Normal (Untidy) Data

In this example, we have a dataset where different attributes (e.g., “Name,” “Age,” “City”) are stored in separate columns, and each row represents an individual’s information.


# Create a normal (untidy) data frame
normal_data <- data.frame(
  Name = c("Alice", "Bob", "Charlie"),
  Age = c(25, 30, 28),
  City = c("New York", "Los Angeles", "Chicago")
# Display the normal data


     Name Age        City
1 Alice 25 New York
2 Bob 30 Los Angeles
3 Charlie 28 Chicago

In this representation, each variable (Name, Age, City) has its own column, and each row corresponds to a different individual. This format is not considered tidy because each variable should be in a single column.

Tidy Data

In tidy data, each variable is stored in its own column, and each row represents a single observation or data point. To transform the normal data into tidy data, we can use the gather() function from the tidyr package.


# Load the tidyr package
# Convert the normal data to tidy format using gather()
tidy_data <- gather(normal_data, key = "Variable", value = "Value", -Name)
# Display the tidy data


     Name Variable       Value
1 Alice Age 25
2 Bob Age 30
3 Charlie Age 28
4 Alice City New York
5 Bob City Los Angeles
6 Charlie City Chicago

In the tidy data representation, we have only three columns: “Name,” “Variable” (which stores the variable names), and “Value” (which stores the corresponding values). Each row represents a single observation, and the data is now structured in a way that follows the principles of tidy data.
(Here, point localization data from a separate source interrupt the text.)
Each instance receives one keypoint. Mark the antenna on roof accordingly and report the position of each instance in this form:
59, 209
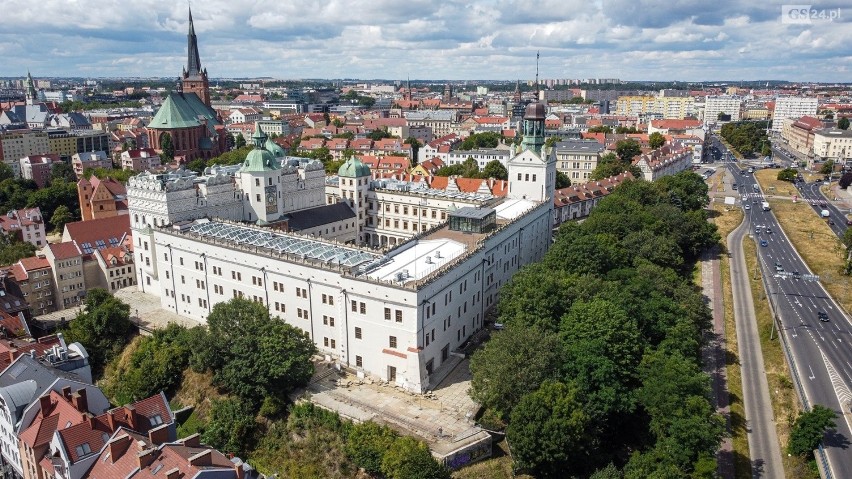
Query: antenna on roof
537, 54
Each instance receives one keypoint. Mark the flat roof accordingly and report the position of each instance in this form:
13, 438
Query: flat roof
418, 260
282, 243
475, 213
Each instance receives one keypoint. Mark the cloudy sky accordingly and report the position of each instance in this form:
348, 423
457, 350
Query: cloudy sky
687, 40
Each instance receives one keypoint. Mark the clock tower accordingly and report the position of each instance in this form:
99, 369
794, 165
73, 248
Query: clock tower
260, 181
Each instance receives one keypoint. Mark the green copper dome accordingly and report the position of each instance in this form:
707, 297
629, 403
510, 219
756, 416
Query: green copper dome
353, 168
274, 148
259, 159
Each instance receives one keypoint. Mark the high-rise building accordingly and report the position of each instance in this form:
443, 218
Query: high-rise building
792, 107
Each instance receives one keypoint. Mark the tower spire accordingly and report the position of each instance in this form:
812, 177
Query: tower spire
193, 61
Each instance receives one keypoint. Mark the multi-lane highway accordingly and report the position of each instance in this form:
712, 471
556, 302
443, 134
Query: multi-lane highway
821, 351
810, 192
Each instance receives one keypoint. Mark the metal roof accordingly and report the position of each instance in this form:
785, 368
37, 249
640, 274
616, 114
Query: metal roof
281, 243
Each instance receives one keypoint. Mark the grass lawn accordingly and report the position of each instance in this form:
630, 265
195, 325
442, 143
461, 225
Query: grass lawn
727, 220
813, 239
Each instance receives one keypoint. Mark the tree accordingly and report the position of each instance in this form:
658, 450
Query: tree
514, 363
809, 429
495, 169
13, 249
61, 215
367, 444
656, 140
548, 432
408, 458
167, 148
6, 172
231, 428
62, 171
103, 328
626, 150
415, 149
239, 141
252, 354
788, 174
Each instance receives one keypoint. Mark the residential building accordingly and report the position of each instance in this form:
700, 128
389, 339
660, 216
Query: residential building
38, 168
25, 380
17, 144
142, 159
26, 224
664, 161
798, 133
577, 201
725, 104
578, 158
67, 142
101, 198
32, 280
792, 107
66, 261
832, 144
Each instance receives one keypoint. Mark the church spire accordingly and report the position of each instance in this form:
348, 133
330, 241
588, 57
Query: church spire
193, 61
Certainly, here’s another example that demonstrates the difference between normal (untidy) data and tidy data using R. In this example, we’ll work with a dataset related to sales data for different products.
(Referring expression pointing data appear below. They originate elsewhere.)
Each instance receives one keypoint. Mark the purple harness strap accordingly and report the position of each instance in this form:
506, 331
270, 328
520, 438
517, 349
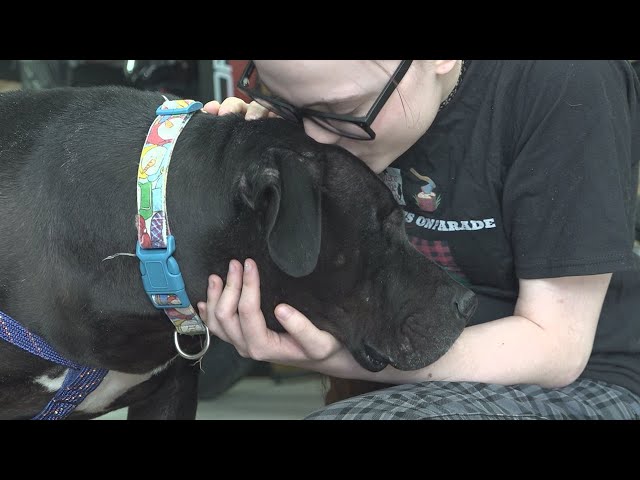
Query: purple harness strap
79, 382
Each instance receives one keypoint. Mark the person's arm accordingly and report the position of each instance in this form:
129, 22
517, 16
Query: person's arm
547, 341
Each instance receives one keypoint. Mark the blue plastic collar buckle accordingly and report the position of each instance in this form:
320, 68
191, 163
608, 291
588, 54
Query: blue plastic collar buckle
161, 276
179, 111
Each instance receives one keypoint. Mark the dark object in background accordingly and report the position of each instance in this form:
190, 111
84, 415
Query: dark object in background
179, 77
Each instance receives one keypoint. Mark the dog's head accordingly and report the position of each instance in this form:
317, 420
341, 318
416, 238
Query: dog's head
331, 242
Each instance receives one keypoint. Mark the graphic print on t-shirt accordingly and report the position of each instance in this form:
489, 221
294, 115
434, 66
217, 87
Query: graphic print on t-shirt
426, 199
439, 252
392, 178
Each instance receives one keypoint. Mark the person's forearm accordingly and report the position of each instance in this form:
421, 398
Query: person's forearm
506, 351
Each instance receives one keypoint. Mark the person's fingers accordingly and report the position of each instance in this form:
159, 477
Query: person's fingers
226, 310
232, 105
317, 344
256, 111
211, 107
207, 310
259, 339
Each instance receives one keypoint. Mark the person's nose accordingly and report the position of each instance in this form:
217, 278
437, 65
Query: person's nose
319, 134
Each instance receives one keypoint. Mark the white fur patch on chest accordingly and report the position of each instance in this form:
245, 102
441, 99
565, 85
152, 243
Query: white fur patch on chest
112, 386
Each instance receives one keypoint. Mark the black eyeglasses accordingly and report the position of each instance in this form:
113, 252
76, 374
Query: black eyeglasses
358, 128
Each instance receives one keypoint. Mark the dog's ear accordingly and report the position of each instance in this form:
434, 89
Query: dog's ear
285, 186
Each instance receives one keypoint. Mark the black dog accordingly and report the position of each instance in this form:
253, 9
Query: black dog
325, 231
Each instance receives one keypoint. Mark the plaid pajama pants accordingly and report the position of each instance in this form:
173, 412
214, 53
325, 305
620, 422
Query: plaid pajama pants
582, 400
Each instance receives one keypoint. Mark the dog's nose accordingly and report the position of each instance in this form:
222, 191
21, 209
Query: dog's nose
376, 355
466, 304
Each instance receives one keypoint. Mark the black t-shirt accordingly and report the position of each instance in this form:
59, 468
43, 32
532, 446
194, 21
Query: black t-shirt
531, 171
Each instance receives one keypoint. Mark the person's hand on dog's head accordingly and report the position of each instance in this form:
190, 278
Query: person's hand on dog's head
251, 111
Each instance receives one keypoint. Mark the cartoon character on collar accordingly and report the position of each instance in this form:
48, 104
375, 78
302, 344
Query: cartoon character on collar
152, 167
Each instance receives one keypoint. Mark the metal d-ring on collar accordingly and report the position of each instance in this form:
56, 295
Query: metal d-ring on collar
161, 275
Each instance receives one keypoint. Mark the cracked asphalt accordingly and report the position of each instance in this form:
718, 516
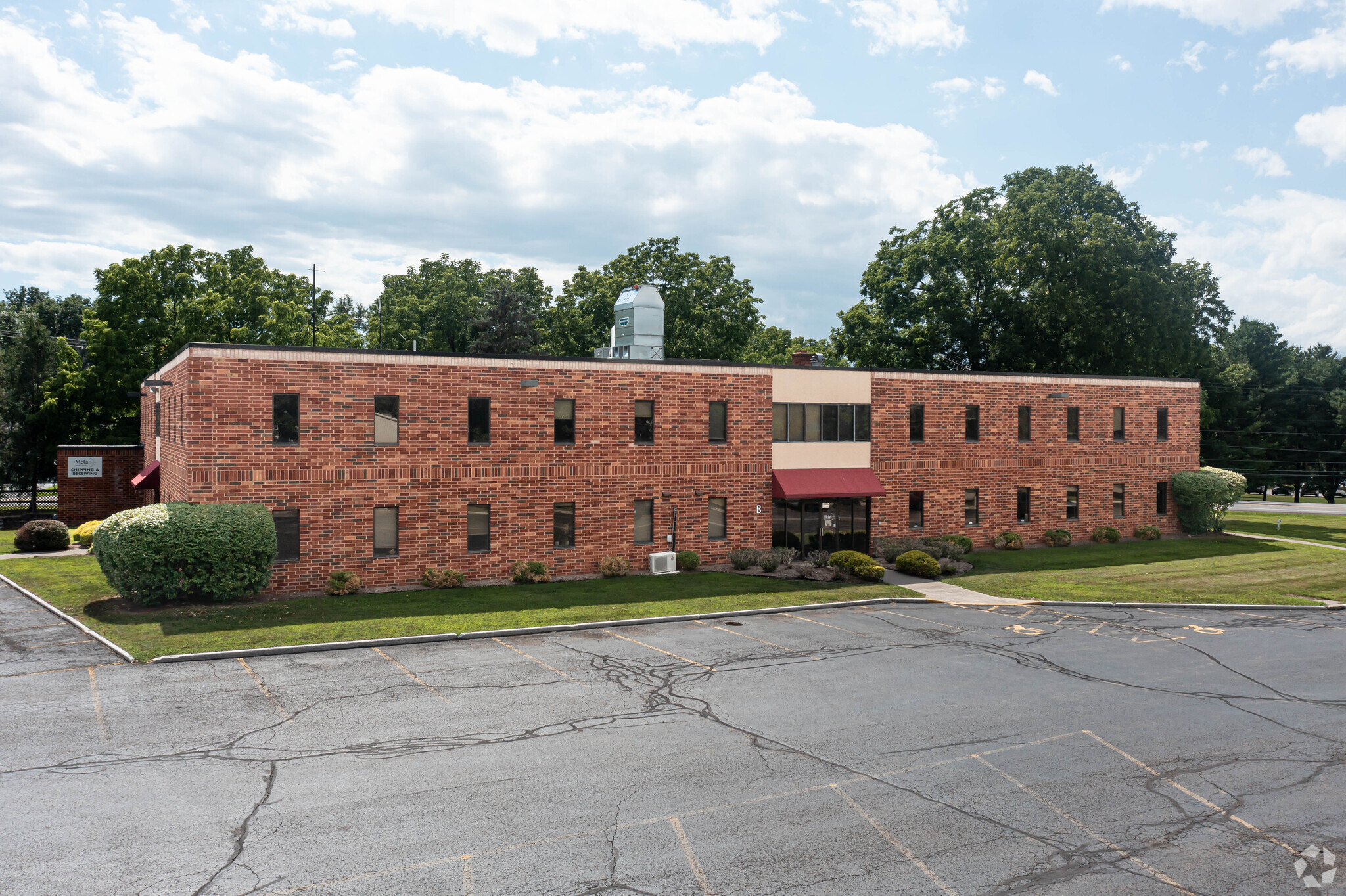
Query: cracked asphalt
904, 748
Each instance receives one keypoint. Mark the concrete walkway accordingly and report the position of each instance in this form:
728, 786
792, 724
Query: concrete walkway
946, 593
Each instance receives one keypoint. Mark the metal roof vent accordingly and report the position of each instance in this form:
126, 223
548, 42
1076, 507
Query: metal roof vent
638, 326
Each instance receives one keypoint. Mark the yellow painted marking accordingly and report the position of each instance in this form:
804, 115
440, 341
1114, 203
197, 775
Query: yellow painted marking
691, 857
887, 836
412, 676
1197, 797
97, 704
666, 653
1079, 824
538, 661
258, 681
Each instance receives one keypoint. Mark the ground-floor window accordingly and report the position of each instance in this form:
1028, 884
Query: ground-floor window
478, 527
828, 524
563, 525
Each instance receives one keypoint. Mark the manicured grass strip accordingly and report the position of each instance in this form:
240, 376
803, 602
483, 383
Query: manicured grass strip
1218, 570
77, 587
1330, 530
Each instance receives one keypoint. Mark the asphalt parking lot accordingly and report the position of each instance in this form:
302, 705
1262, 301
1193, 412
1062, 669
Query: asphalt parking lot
910, 748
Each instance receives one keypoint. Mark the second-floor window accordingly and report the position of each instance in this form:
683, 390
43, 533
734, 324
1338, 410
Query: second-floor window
478, 422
Another example to demonstrate the Normal Data and Tidy Data

Normal (Untidy) Data:

In this normal (untidy) data representation, we have different products as columns, and each row represents a sales record for a specific date.
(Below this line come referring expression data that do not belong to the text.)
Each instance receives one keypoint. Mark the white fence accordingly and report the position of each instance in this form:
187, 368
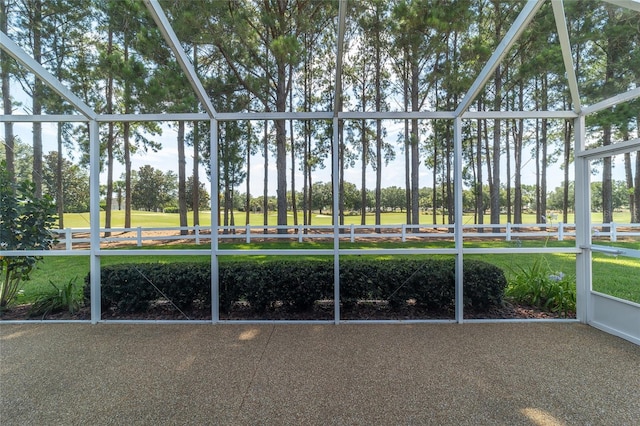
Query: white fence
198, 234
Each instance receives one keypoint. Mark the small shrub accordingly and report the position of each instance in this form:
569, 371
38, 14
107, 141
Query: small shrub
539, 286
63, 298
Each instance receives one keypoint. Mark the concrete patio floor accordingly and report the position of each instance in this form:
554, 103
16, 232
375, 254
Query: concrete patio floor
157, 374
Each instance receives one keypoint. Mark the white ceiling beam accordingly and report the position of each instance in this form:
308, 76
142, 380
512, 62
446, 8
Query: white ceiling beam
53, 118
609, 150
122, 118
565, 45
41, 73
231, 116
170, 36
629, 4
613, 101
396, 115
521, 22
524, 115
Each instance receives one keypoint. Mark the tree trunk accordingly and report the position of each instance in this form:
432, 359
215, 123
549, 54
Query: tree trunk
629, 180
59, 183
294, 206
495, 187
110, 139
281, 148
265, 193
182, 179
636, 190
363, 172
415, 149
6, 95
37, 99
568, 131
247, 202
479, 183
196, 157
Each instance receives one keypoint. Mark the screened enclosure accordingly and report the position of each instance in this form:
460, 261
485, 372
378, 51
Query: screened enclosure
462, 131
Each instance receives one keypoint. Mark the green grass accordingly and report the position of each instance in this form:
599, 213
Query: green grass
152, 219
617, 276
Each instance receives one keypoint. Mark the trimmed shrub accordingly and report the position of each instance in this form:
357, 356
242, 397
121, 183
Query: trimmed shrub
297, 284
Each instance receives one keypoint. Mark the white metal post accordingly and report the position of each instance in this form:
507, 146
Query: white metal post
94, 220
335, 158
459, 243
583, 223
336, 219
215, 270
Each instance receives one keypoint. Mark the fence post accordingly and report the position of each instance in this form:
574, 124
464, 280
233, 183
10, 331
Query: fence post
67, 239
560, 231
614, 236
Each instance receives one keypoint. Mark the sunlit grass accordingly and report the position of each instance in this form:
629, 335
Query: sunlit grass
617, 276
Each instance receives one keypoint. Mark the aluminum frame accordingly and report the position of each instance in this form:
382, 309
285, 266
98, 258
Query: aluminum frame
583, 156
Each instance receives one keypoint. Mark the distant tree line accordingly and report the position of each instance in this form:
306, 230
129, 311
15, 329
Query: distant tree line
279, 55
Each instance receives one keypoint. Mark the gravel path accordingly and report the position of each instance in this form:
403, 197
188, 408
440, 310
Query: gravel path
123, 374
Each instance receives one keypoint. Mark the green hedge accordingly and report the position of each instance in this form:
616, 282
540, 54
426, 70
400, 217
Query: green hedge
298, 284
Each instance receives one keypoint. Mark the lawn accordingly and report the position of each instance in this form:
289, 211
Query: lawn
616, 276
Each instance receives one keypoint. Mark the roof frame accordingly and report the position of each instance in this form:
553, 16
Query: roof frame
563, 37
17, 53
514, 33
172, 39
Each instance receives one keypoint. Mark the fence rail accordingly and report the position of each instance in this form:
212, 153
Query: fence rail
77, 238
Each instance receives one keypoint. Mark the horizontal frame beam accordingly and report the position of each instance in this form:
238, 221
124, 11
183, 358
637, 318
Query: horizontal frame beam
614, 149
475, 115
629, 4
613, 101
316, 115
54, 118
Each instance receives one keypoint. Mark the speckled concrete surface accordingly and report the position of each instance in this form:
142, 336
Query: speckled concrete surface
530, 374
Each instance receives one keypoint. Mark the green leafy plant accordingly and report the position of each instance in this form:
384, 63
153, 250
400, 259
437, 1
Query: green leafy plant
65, 297
537, 285
24, 225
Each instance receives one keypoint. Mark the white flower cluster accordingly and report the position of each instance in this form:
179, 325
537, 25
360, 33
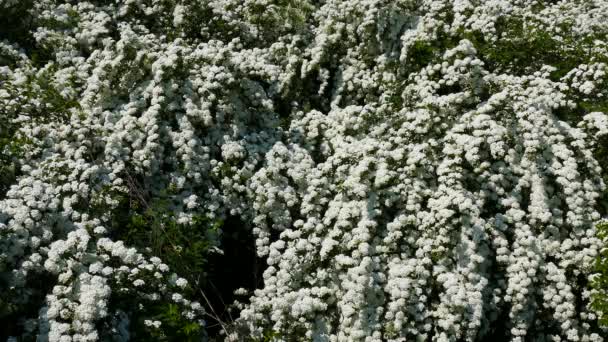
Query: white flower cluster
403, 179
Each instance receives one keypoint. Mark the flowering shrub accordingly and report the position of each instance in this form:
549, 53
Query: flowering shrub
409, 169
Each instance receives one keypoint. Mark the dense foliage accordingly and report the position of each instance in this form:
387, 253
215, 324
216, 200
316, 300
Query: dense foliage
347, 170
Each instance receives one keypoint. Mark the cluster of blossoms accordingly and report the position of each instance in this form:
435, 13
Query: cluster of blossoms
408, 172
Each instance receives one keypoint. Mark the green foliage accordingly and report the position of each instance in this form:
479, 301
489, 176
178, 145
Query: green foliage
152, 225
600, 282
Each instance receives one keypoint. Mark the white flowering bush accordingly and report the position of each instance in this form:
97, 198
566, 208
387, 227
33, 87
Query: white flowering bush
424, 170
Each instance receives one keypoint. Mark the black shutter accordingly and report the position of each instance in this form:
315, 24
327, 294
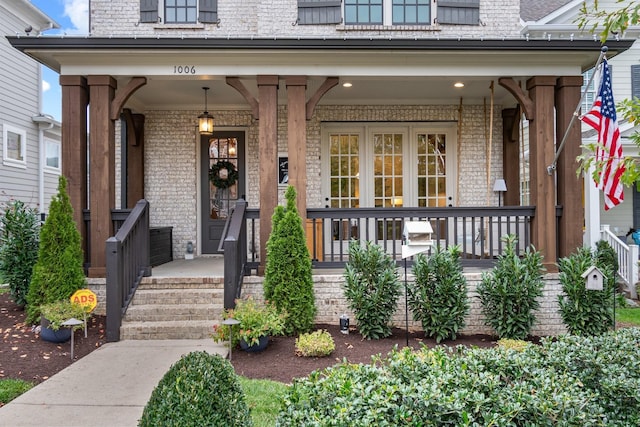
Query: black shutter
208, 11
313, 12
462, 12
148, 10
635, 81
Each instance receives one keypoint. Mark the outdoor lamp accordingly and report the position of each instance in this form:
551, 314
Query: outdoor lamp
205, 120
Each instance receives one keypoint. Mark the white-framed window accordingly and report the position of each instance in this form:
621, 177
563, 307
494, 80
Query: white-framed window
14, 146
388, 12
52, 151
180, 11
590, 90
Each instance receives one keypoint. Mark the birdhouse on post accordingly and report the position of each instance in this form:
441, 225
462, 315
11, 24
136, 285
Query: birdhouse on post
593, 279
416, 238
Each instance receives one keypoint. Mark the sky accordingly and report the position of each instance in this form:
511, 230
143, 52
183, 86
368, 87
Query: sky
73, 18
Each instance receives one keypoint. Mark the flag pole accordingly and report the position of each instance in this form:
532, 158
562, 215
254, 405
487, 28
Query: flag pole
552, 167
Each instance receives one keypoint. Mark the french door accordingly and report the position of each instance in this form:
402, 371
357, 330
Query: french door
387, 166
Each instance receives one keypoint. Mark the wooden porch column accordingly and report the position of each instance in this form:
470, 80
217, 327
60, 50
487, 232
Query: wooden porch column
570, 186
268, 153
101, 169
297, 139
135, 158
511, 155
542, 151
75, 98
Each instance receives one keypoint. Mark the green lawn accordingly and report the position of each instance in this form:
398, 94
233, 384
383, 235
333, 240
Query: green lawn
10, 389
263, 399
628, 315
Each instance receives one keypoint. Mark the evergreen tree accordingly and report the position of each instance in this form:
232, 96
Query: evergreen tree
288, 275
58, 273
# Create a normal (untidy) data frame
normal_data <- data.frame(
  Date = as.Date(c("2023-01-01", "2023-01-02", "2023-01-03")),
  ProductA = c(100, 120, 90),
  ProductB = c(80, 75, 95),
  ProductC = c(60, 70, 80)
# Display the normal data


        Date ProductA ProductB ProductC
1 2023-01-01 100 80 60
2 2023-01-02 120 75 70
3 2023-01-03 90 95 80

In this representation, each product (ProductA, ProductB, ProductC) has its own column, and each row corresponds to sales data for a specific date. This format is not considered tidy because each variable (product) should be in a single column.

Tidy Data

In tidy data, we’ll restructure the data so that it follows the principles of tidy data. Each variable (product) will be stored in its own column, and each row will represent a single sales record.


# Load the tidyr package
# Convert the normal data to tidy format using gather()
tidy_data <- gather(normal_data, key = "Product", value = "Sales", -Date)
# Display the tidy data


      Date  Product Sales
1 2023-01-01 ProductA 100
2 2023-01-02 ProductA 120
3 2023-01-03 ProductA 90
4 2023-01-01 ProductB 80
5 2023-01-02 ProductB 75
6 2023-01-03 ProductB 95
7 2023-01-01 ProductC 60
8 2023-01-02 ProductC 70
9 2023-01-03 ProductC 80

In the tidy data representation, we have three columns: “Date,” “Product” (which stores the product names), and “Sales” (which stores the corresponding sales values). Each row represents a single sales record, and the data is now structured in a way that follows the principles of tidy data.

Introduction to Tidy Data in R

Tidy data is a data science and analysis notion that entails arranging data in a systematic and consistent manner, making it easier to work with and analyze using tools such as R. Tidy data is a crucial component of Hadley Wickham’s data science methodology, which he popularized by creating the “tidyverse,” a set of R packages that contains tools for data modification, visualization, and analysis. We’ll look at the basics of tidy data in R and why it’s necessary for good data analysis in this introduction.